Sixty percent of a particular model of car are silver. What is the probability that in the next 10 observations of this model you observe 5 silver cars?

To calculate the probability of observing 5 silver cars out of the next 10 observations, we can use the binomial probability formula. The formula is:

P(x) = C(n, x) * p^x * q^(n-x)

Where:
- P(x) is the probability of observing exactly x successes,
- C(n, x) is the number of combinations of n items taken x at a time (also known as "n choose x"),
- p is the probability of success for a single observation, and
- q is the probability of failure for a single observation (q = 1 - p).

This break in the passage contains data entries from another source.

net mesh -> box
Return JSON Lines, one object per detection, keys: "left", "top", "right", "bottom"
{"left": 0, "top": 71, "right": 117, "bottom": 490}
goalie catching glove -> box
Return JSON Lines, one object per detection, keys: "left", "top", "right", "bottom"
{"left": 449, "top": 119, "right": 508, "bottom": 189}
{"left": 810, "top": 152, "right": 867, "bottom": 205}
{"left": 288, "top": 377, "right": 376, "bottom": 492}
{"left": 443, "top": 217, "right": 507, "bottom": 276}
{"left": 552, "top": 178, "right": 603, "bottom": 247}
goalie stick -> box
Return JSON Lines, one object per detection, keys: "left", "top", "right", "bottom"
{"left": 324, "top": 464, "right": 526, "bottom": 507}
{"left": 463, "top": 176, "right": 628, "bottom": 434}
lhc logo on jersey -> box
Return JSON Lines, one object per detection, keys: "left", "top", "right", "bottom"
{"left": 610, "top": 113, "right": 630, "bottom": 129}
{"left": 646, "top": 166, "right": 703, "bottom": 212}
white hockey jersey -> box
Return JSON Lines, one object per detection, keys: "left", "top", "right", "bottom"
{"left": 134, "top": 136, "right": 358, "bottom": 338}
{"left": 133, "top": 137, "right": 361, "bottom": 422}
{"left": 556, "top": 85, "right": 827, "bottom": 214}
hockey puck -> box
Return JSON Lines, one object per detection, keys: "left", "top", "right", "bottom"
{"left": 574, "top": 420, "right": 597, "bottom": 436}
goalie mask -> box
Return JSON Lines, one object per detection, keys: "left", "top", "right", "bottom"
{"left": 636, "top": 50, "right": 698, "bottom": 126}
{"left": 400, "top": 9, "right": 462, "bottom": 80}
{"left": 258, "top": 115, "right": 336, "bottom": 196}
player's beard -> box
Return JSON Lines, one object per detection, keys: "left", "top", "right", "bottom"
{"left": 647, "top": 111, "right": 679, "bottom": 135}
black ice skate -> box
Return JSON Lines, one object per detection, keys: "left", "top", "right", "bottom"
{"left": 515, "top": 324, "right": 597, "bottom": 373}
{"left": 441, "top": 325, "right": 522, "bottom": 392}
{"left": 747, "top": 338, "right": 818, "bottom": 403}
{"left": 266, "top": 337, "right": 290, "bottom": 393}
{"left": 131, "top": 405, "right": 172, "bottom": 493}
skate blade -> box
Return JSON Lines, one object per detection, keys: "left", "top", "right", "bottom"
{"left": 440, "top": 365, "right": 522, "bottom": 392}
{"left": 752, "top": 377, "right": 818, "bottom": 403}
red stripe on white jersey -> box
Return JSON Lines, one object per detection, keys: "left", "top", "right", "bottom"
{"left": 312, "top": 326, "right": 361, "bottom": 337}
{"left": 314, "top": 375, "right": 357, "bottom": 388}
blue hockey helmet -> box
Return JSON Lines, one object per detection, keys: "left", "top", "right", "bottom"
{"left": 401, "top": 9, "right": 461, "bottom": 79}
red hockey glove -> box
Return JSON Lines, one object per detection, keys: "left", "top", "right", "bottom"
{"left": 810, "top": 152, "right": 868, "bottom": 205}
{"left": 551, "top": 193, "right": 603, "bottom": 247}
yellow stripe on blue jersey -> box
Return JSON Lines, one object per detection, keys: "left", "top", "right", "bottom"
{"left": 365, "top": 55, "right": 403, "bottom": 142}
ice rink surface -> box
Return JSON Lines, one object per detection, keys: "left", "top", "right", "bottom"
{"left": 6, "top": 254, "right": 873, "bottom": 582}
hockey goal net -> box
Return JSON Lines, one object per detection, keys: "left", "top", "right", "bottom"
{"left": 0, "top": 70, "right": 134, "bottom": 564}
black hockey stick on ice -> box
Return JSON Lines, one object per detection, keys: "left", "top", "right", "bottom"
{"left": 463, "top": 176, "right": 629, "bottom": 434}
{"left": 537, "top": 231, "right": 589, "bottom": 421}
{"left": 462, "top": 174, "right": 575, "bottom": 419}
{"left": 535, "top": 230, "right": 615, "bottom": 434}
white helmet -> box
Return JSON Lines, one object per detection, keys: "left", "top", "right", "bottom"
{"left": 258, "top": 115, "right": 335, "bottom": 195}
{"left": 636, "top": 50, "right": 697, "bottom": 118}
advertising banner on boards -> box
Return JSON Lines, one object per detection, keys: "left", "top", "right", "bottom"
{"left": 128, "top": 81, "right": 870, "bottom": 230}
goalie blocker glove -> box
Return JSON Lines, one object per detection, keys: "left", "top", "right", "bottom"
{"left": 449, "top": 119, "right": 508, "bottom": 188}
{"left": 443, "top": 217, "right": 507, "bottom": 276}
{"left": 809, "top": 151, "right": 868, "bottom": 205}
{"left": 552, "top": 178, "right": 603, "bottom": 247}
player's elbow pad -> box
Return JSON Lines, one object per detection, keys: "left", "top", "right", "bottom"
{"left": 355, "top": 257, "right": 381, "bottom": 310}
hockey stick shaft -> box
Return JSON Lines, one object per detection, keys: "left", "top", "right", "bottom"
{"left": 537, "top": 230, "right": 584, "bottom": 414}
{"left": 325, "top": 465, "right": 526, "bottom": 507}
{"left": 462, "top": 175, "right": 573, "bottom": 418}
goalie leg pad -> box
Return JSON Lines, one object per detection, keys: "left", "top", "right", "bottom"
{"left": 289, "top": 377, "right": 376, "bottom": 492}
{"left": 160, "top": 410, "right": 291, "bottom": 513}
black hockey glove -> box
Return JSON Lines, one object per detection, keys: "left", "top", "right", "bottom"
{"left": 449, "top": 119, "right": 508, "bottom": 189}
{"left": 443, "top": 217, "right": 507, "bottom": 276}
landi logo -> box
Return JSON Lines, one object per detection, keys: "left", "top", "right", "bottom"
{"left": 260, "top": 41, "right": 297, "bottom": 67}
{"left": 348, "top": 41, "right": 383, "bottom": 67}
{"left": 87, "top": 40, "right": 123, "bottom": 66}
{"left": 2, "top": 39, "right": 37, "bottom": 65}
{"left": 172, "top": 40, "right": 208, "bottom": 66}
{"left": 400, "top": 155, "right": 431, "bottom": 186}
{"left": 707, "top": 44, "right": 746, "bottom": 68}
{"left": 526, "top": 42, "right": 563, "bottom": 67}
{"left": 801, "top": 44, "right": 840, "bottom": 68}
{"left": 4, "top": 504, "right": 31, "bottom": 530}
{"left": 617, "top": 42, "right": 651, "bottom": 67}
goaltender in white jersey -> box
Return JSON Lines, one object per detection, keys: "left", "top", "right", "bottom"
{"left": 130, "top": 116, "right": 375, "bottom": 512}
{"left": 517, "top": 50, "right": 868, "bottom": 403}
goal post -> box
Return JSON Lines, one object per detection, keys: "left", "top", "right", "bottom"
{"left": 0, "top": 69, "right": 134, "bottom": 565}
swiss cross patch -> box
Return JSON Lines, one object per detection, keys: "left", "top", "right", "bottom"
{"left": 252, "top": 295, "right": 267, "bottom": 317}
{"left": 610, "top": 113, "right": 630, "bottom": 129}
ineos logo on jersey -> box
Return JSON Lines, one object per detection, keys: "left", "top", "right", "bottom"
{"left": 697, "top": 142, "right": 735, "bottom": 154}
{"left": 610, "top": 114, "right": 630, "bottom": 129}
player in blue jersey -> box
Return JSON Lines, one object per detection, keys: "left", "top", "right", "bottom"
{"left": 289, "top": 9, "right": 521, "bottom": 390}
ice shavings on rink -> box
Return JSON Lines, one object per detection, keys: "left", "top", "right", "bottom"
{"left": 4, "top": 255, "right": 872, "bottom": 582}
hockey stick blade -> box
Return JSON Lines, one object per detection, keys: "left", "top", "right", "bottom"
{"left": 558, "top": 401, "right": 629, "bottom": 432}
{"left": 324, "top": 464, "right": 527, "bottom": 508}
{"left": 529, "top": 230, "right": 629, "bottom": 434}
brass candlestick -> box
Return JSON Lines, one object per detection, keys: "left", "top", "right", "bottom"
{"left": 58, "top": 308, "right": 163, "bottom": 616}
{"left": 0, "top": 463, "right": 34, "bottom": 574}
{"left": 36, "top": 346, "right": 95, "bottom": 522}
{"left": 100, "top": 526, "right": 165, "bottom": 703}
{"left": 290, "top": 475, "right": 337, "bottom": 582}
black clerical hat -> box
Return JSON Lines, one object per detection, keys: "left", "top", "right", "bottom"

In this case, n = 10 (the number of observations), x = 5 (the number of successes, which is observing 5 silver cars), p = 0.6 (the probability of observing a silver car on a single observation), and q = 1 - p = 1 - 0.6 = 0.4.

Let's substitute these values into the formula:

P(5) = C(10, 5) * 0.6^5 * 0.4^(10-5)

C(10, 5) can be calculated as:
C(10, 5) = 10! / (5! * (10-5)!)
= 10! / (5! * 5!)
= (10 * 9 * 8 * 7 * 6) / (5 * 4 * 3 * 2 * 1)
= 252

Substituting these values into the formula:

P(5) = 252 * 0.6^5 * 0.4^5

Calculating the final probability:

P(5) ≈ 0.2006581248, or approximately 0.2007 (rounded to four decimal places).

Therefore, the probability of observing 5 silver cars out of the next 10 observations is approximately 0.2007, or 20.07%.